Esta Celac, cuya primera cumbre tuvo lugar en Caracas en diciembre de 2011, agrupa a todos los estados de América, excepto Estados Unidos y Canadá. Y aunque está fundada sobre las buenas intenciones habituales (impulsar el desarrollo y la cooperación de los países americanos), esta Celac actúa de hecho como un grupo de presión contra los Estados Unidos. Esto se puede comprobar con la Declaración de La Habana que acaban de aprobar, en la que lo más sustancial es el rechazo del embargo de Estados Unidos sobre Cuba o la protesta por el hecho de que Cuba figure en la lista negra que Washington tiene de los países que apoyan el terrorismo.
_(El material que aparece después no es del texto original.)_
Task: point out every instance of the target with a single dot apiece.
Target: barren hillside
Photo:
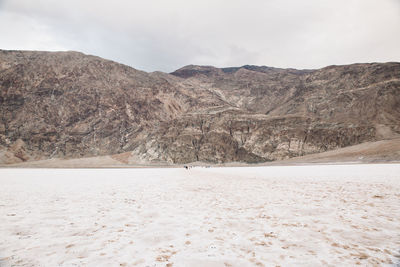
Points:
(70, 105)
Mientras que en esa declaración no hay ni una línea que denuncie la dictadura castrista ni un mínimo gesto hacia los cubanos que se juegan la vida, la libertad y la subsistencia por defender un cambio democrático en la isla.
Pero lo verdaderamente asombroso de esta cumbre es la naturalidad con la que casi todos los dirigentes de los países participantes han rendido su tributo de admiración a la dinastía de dictadores que sojuzga Cuba desde hace 55 años. Incluso con visitas al siniestro patriarca que implantó el régimen comunista que ha arruinado la República, ha arrebatado la libertad a los cubanos y los ha condenado a la pobreza, cuando no a la miseria.
En una época como la nuestra, en la que todos los dirigentes políticos del mundo quieren hacer gala de su carácter democrático y en la que, al menos de boquilla, todo el mundo abjura de las dictaduras, esa complacencia, cuando no admiración, hacia la dictadura castrista resulta verdaderamente escandalosa.
Y solo se explica por la benevolencia con la que en el mundo libre y democrático se sigue contemplando al comunismo. A pesar de que está archidemostrado que el comunismo es el sistema político más nefasto que ha inventado la Humanidad, a pesar de que ya conocemos con detalle muchos de los horrores que el comunismo ha producido, desde Lenin y Stalin en Rusia hasta Pol Pot en Camboya o la Revolución Cultural en China, a pesar de que ya no se pueden esconder las siniestras y excéntricas barbaridades de los Ceaucescu en Rumanía y de los Kim en Corea del Norte, todavía hay dirigentes democráticos que dedican sus sonrisas y sus afectos a un comunista como Fidel Castro.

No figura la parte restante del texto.